The Layout Optimization of low-impact Development Facilities is Based on a Multi-Objective Genetic Algorithm and the SWMM Model

The intensifying impermeability caused by urbanization has led to frequent global flood disasters. In order to mitigate the impact, low-impact development (LID) technology is employed to maintain urban underlays closer to their pre-development state through distributed rainwater control. However, the layout of LID often requires consideration of multiple factors. Against this backdrop, this paper introduces a scenario simulation approach utilizing hydrological models in conjunction with the Non-dominated Sorting Genetic Algorithm II (NSGA-II) to optimize the types and scales of LID facilities. .Regarding the trade-offs between multiple objectives and facility configurations, the NSGA-II algorithm effectively handles multi-objective optimization problems by automatically balancing conflicts among objectives, thereby avoiding the subjectivity and limitations of manual layout schemes. Aiming to maximize runoff control capacity, minimize lifecycle costs, and achieve the greatest comprehensive benefits, we explore optimal layout strategies for LID facilities An empirical analysis was conducted on the green space of Binhu East Road in Qian’an City, Hebei Province, China, with evaluations performed within the Pareto optimal solution set (a set of solutions that perform well across multiple objectives).The contributions of LID facilities to optimal scenarios in terms of runoff control capacity, lifecycle costs, and comprehensive benefits were quantified. The results indicate that under different rainfall recurrence intervals, the model is able to identify optimal solution sets across varying preference levels for each objective, enabling decision-makers to select suitable layout schemes based on their preferences.

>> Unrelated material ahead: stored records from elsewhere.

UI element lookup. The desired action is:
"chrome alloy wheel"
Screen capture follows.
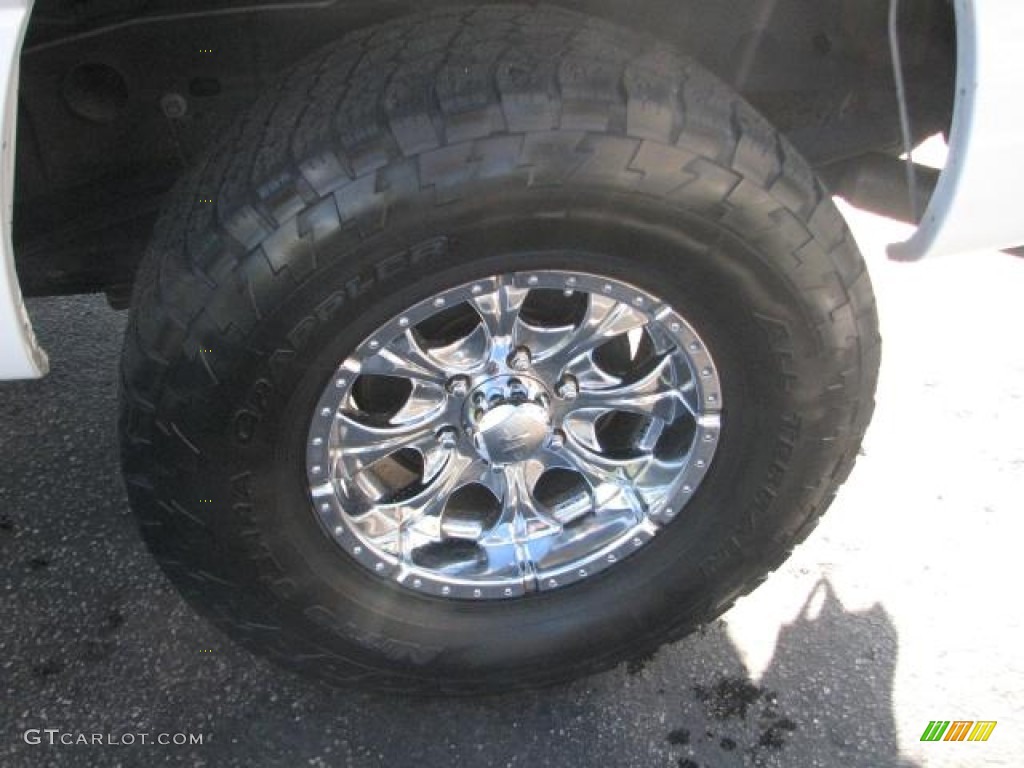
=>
[306,271,722,600]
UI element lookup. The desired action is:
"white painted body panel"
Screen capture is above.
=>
[889,0,1024,260]
[0,0,1024,380]
[0,0,48,380]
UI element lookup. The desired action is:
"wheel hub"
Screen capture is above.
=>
[466,376,552,466]
[306,271,722,600]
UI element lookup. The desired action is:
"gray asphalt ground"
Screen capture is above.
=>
[0,204,1024,768]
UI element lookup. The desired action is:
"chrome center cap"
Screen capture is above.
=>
[467,376,551,465]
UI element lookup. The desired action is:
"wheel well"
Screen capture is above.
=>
[14,0,955,296]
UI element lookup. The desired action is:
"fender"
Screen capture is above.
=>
[0,0,49,380]
[889,0,1024,261]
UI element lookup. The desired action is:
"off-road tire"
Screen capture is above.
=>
[121,4,880,693]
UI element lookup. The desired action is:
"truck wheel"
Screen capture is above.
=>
[121,6,880,692]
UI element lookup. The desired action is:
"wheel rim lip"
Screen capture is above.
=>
[306,269,724,600]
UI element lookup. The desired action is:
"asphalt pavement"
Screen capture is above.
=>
[0,209,1024,768]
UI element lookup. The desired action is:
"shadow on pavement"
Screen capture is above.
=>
[0,298,910,768]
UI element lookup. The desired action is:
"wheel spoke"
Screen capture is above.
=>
[569,355,693,424]
[537,294,649,381]
[335,413,440,473]
[358,330,447,386]
[469,279,529,359]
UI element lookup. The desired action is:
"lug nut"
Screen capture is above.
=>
[437,427,458,451]
[555,376,580,400]
[447,376,469,397]
[508,347,531,371]
[509,379,526,400]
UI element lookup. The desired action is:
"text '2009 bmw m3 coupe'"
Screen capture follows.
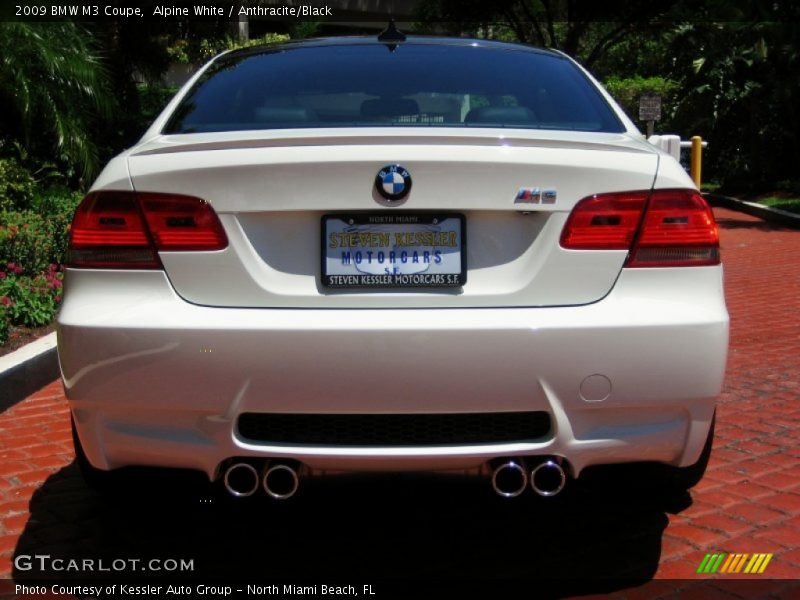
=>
[58,37,728,498]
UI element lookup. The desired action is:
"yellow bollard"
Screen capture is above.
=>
[692,135,703,189]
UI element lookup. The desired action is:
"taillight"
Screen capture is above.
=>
[625,190,719,267]
[561,192,647,250]
[561,190,720,267]
[68,191,228,269]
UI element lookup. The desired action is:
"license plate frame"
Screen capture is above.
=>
[320,212,467,290]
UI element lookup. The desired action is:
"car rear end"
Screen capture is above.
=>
[59,39,728,498]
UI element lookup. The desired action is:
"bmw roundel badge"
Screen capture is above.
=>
[375,165,411,202]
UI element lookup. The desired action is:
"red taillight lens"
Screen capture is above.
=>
[561,192,648,250]
[625,190,720,267]
[68,191,228,269]
[138,194,228,251]
[561,190,720,267]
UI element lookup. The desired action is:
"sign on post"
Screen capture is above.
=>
[639,92,661,137]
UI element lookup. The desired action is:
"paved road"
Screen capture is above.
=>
[0,209,800,597]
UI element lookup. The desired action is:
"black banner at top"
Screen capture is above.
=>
[0,0,800,25]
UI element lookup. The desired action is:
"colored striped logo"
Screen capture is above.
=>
[697,552,772,575]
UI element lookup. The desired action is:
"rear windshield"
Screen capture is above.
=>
[164,43,624,133]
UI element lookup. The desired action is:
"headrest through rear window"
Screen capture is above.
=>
[464,106,536,125]
[361,98,419,118]
[255,106,318,123]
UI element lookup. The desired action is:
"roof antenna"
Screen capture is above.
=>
[378,18,406,52]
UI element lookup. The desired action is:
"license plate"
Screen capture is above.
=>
[322,213,467,288]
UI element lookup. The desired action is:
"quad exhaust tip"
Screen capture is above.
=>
[223,462,259,498]
[492,460,528,498]
[262,463,300,500]
[530,459,567,497]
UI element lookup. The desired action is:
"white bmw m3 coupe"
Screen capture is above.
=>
[58,37,728,499]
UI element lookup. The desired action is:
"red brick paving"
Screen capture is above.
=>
[0,209,800,597]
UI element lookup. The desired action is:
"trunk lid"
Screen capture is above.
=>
[128,128,658,308]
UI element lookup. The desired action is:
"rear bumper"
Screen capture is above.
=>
[58,267,728,478]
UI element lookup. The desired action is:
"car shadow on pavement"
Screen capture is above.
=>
[13,463,691,593]
[717,217,782,231]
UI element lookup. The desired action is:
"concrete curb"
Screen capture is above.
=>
[703,194,800,229]
[0,332,59,411]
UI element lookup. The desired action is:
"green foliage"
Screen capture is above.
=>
[167,33,292,63]
[672,16,800,192]
[0,158,36,211]
[603,76,680,128]
[0,304,11,346]
[0,191,80,276]
[0,21,115,178]
[0,180,76,345]
[0,264,63,326]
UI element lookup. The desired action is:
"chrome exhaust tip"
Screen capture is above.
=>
[262,463,300,500]
[223,463,258,498]
[492,460,528,498]
[530,459,567,497]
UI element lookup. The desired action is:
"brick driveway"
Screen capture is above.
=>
[0,209,800,597]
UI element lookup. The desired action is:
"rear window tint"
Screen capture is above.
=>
[164,43,624,133]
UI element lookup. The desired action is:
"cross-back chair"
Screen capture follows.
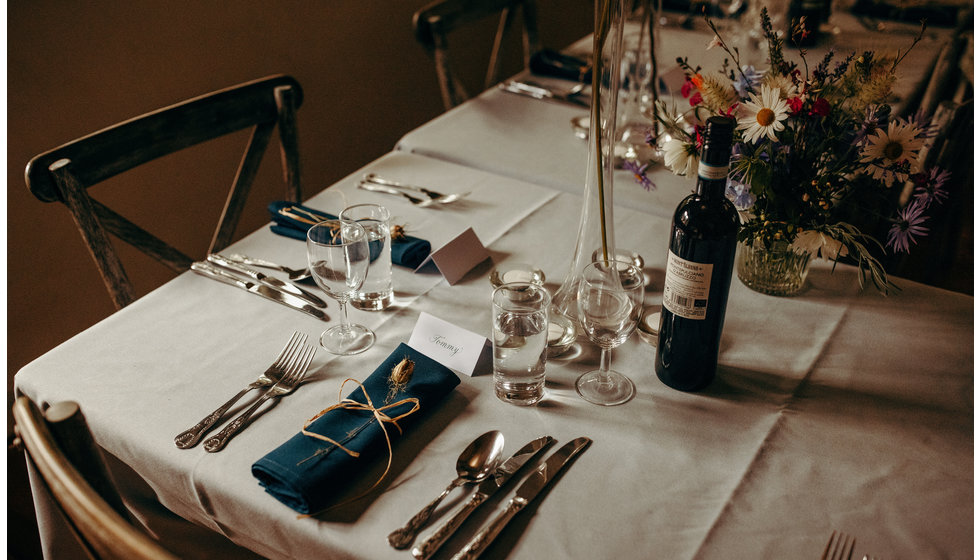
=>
[13,396,176,560]
[25,75,303,309]
[412,0,541,110]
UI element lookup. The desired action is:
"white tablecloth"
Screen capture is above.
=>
[15,152,973,559]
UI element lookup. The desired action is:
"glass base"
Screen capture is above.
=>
[320,325,374,356]
[575,370,636,406]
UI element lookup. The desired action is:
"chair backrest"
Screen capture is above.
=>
[13,396,176,560]
[412,0,541,109]
[25,76,303,309]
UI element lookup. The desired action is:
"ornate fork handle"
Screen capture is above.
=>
[412,492,487,560]
[174,385,256,449]
[452,498,527,560]
[204,389,275,453]
[388,478,463,549]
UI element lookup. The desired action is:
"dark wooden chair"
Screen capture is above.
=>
[13,396,176,560]
[412,0,541,110]
[26,76,303,309]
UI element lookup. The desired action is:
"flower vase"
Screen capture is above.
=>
[549,0,629,354]
[735,241,812,296]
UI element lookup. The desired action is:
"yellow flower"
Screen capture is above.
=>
[738,85,789,143]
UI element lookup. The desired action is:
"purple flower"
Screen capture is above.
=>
[885,198,929,253]
[623,159,657,191]
[912,167,950,208]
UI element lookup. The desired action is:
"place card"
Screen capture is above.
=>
[415,228,490,284]
[408,311,492,377]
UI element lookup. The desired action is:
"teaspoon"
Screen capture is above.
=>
[388,430,504,549]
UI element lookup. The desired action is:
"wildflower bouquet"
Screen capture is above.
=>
[638,8,949,293]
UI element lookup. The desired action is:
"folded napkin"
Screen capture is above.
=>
[269,200,432,269]
[252,343,459,514]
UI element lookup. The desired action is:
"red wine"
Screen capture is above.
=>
[655,116,739,391]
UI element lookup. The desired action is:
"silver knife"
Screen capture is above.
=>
[498,80,591,108]
[453,437,592,560]
[191,261,330,321]
[208,253,327,307]
[412,436,555,560]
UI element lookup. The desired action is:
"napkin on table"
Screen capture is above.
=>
[269,200,432,269]
[252,343,459,514]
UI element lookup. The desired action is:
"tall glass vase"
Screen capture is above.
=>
[549,0,632,350]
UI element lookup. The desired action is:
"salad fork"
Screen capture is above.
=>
[204,344,316,453]
[820,531,854,560]
[174,331,307,449]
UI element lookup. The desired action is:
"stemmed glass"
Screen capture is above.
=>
[575,260,644,406]
[306,219,374,356]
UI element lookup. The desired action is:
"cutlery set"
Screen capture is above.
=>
[174,331,316,453]
[388,431,592,560]
[357,173,470,208]
[191,254,330,321]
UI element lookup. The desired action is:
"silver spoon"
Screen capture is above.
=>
[361,173,470,204]
[388,430,504,549]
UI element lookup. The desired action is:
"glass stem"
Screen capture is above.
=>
[599,348,612,383]
[340,300,350,335]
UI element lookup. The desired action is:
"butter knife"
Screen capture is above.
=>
[453,437,592,560]
[498,80,591,108]
[412,436,555,560]
[191,261,330,321]
[208,253,327,307]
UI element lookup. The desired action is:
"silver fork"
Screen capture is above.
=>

This study translates complex multi-objective problems into specific practices of LID facility layout optimization, focusing on runoff control and cost optimization while integrating multi-dimensional benefit assessments encompassing environmental, environmental, and social aspects. Through the coupling of hydrological models and algorithms, it achieves automatic optimization and evaluation of LID facility layout schemes, providing scientific basis and diverse options for the construction of sponge cities.